Trump will continue to insist on increase in financial stimulation, and Yellen & Co. will continue to insist on monetary policy toughening, and such interaction between the president and FRS doesn't promise anything good for the bond market, gold and other goods.
- After an exit out of transatlantic partnership, Trump − on the one hand − gave to China the chance to keep a role of the leading player in the region, and with another − salvaged the American producers from the competition to cheap Asian import. The head of China Xi Jinping at a forum in Davos declared that China is ready to take the place of the leader in questions of free trade if it isn't interesting to America any more. The largest Chinese companies included in structure of the MSCI China index have a lesser dependent on the American consumers, than the company of the USA – on the Chinese clients. America provides over 10% of revenue of less than 2% to the Chinese companies included in an index though their shares first of all will suffer as a result of a trade war.

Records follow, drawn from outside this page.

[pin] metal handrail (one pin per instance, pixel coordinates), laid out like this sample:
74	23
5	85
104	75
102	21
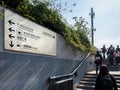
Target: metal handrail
74	72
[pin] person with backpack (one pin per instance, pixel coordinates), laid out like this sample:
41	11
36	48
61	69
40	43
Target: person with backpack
104	51
105	81
110	53
98	60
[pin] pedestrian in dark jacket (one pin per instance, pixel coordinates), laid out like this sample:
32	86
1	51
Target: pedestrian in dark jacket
98	61
109	82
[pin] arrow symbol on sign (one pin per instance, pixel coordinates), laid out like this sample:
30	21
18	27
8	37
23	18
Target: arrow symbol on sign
10	22
10	35
11	44
10	29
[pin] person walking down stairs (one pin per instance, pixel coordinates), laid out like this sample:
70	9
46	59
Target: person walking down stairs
105	81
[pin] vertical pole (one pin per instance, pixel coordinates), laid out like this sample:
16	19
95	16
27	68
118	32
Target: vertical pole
92	26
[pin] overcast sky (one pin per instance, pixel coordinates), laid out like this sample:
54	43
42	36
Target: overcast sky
106	21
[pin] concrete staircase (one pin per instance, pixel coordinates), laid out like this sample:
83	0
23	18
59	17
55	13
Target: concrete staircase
88	81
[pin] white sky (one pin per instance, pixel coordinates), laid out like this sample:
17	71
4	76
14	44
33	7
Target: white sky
106	21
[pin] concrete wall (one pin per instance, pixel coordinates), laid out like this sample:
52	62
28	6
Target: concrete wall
25	71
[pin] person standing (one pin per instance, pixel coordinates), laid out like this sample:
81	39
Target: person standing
104	80
110	52
103	51
98	61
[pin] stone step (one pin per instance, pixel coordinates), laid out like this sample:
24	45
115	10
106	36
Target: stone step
88	81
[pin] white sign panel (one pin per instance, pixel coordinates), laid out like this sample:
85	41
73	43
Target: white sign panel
26	36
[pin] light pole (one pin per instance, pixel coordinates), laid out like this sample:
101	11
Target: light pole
92	14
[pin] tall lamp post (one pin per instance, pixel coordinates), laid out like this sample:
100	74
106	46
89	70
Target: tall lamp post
92	14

- News that the public pension fund of Japan plans to increase investments into the American high-profit long bonds quite strongly influenced the market. The Bank of Japan missed the expected purchase of short-term bonds, caused growth of their profitability and 2% fall of a yen rate. Experts consider thus the regulator prepares for narrowing of the program of stimulation though BOJ strenuously denies this information.
- In the open publication on the website of the Dutch regulator (accidentally?) there were details of hundreds of transactions of hedge funds, including transactions Soros and Medallion fund of the Renaissance Technologies company against the Dutch banks. After financial crisis the European rules oblige hedge funds to open the short positions, but only information on positions in amount more than 0,5% of a total quantity of shares can be public. Transactions of a George Soros family against the Dutch bank ING appear among the published transactions earlier not opened, which was organically combined with the public transaction against the German Deutsche Bank. The position against ING was open in June and was 0,3% of outstanding shares on amount.
- Greece isn't ready to adopt the law on reforms for 2019 and didn't satisfy enough conditions in order that the international inspectors returned to Athens, as it`s required by the IMF. The fund believes the structural reforms in the labor market, in the sphere of provision of pensions and the taxation are insufficient, and also considers a debt of Greece extremely unstable, and suggests to extend this debt to the EU till 2070 on low rates.
The dollar becomes stronger on the way to important levels of support on the USD index, and also before events of the next week. It is recommended to monitor correction of principal currencies, statistical data and the statement of FOMC on Wednesday. It is improbable that FRS will raise a rate. More important event waits for us two weeks later: Yellen will act in the Congress. Considering the growing political pressure upon FRS, this performance finds the additional importance. Already in the nearest future investors will pledge in quotations a factor of «hawk» rhetoric of FRS at a February meeting of FOMC which will increase chances of increase in a rate in March and will give acceleration of profitability of treasury bonds. We don't forget about the first NFP of the current year and the English data on Thursday.